An invocation of Zorn’s Lemma (ZL) often takes place within an indirect proof of a universal statement. Supposing towards a contradiction that there be any counterexample, the maximal or minimal counterexample provided by ZL helps–by a one-step argument–to the desired contradiction. Crucially though, this one step does not depend on maximality, and in fact a more general method is hovering in the background, which hitherto has been applied to hypothetical counterexamples only.

As a consequence, this and related proof patterns can sometimes be turned into direct proofs with Open Induction (OI) as an equivalent of ZL. We now bring this approach to a somewhat unexpected type of application: to extension theorems such as the ones going back to Helly, Hahn, Banach and Riesz as well as to Baer’s Criterion for whether a module is injective.

To this end, we distill a General Extension Theorem (GET) for complete partial orders, the intended meaning being that the poset under consideration consists of partial extensions of which one is to be proved total. The principal hypothesis of GET encodes the one-step argument from before: that there be a function extending each partial extension by any potential element of its domain. As compared with the typical indirect proof with ZL of an extension theorem, GET already postulates the existence of a total extension rather than a maximal one.

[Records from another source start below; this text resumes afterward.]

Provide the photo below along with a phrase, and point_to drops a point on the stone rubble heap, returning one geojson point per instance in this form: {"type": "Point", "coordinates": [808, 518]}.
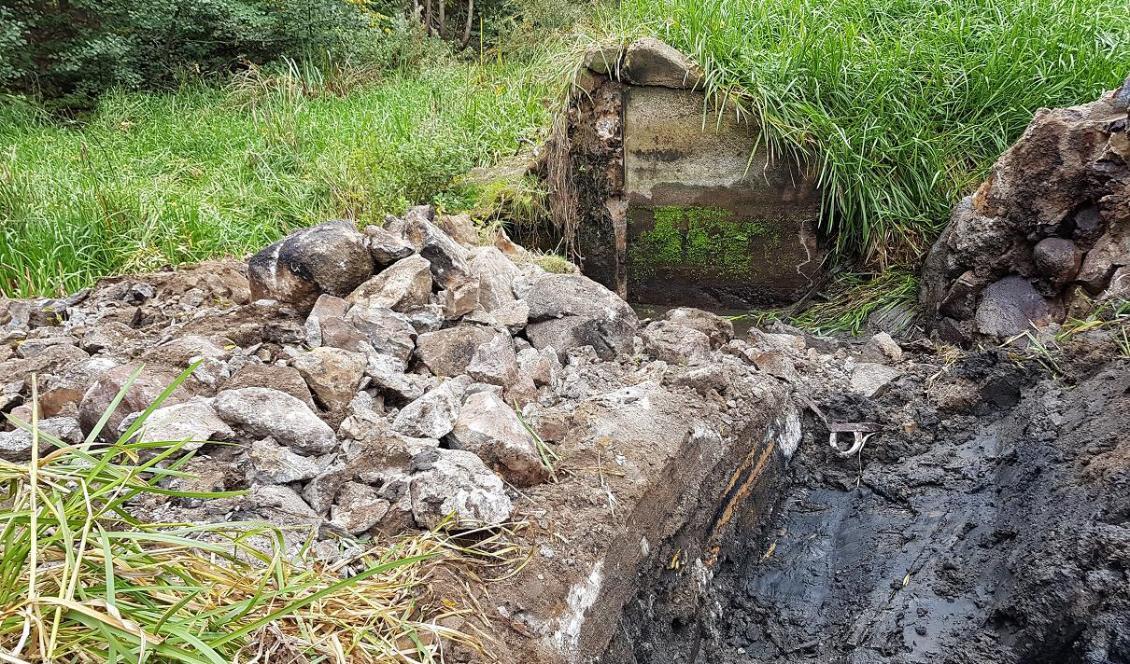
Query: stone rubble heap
{"type": "Point", "coordinates": [373, 381]}
{"type": "Point", "coordinates": [1048, 234]}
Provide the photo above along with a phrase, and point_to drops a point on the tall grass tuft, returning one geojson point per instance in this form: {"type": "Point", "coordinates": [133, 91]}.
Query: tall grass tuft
{"type": "Point", "coordinates": [151, 180]}
{"type": "Point", "coordinates": [900, 106]}
{"type": "Point", "coordinates": [81, 579]}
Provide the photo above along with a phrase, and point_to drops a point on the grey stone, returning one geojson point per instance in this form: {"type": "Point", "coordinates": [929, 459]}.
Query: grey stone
{"type": "Point", "coordinates": [281, 506]}
{"type": "Point", "coordinates": [675, 343]}
{"type": "Point", "coordinates": [446, 352]}
{"type": "Point", "coordinates": [388, 332]}
{"type": "Point", "coordinates": [275, 464]}
{"type": "Point", "coordinates": [433, 414]}
{"type": "Point", "coordinates": [459, 227]}
{"type": "Point", "coordinates": [385, 247]}
{"type": "Point", "coordinates": [871, 379]}
{"type": "Point", "coordinates": [455, 482]}
{"type": "Point", "coordinates": [496, 278]}
{"type": "Point", "coordinates": [718, 329]}
{"type": "Point", "coordinates": [492, 430]}
{"type": "Point", "coordinates": [405, 285]}
{"type": "Point", "coordinates": [572, 311]}
{"type": "Point", "coordinates": [274, 376]}
{"type": "Point", "coordinates": [31, 348]}
{"type": "Point", "coordinates": [881, 348]}
{"type": "Point", "coordinates": [329, 258]}
{"type": "Point", "coordinates": [651, 62]}
{"type": "Point", "coordinates": [332, 375]}
{"type": "Point", "coordinates": [1011, 306]}
{"type": "Point", "coordinates": [460, 298]}
{"type": "Point", "coordinates": [141, 393]}
{"type": "Point", "coordinates": [268, 413]}
{"type": "Point", "coordinates": [389, 376]}
{"type": "Point", "coordinates": [16, 445]}
{"type": "Point", "coordinates": [358, 508]}
{"type": "Point", "coordinates": [541, 366]}
{"type": "Point", "coordinates": [495, 361]}
{"type": "Point", "coordinates": [193, 420]}
{"type": "Point", "coordinates": [327, 306]}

In ZF set theory, say, GET is an immediate consequence of OI, and both ZL and the Well-Ordering Theorem follow from GET in a straightforward way; whence GET is a ZF equivalent of the Axiom of Choice (AC). Attempting to deduce AC directly from GET has brought us to make an interesting move: the family of non-empty sets for which a choice function is sought needs to be replaced by a family of pointed sets! Needless to say, this has to be done extremely carefully, in order to ensure that AC does not follow trivially. This is joint work with Peter Schuster (Verona).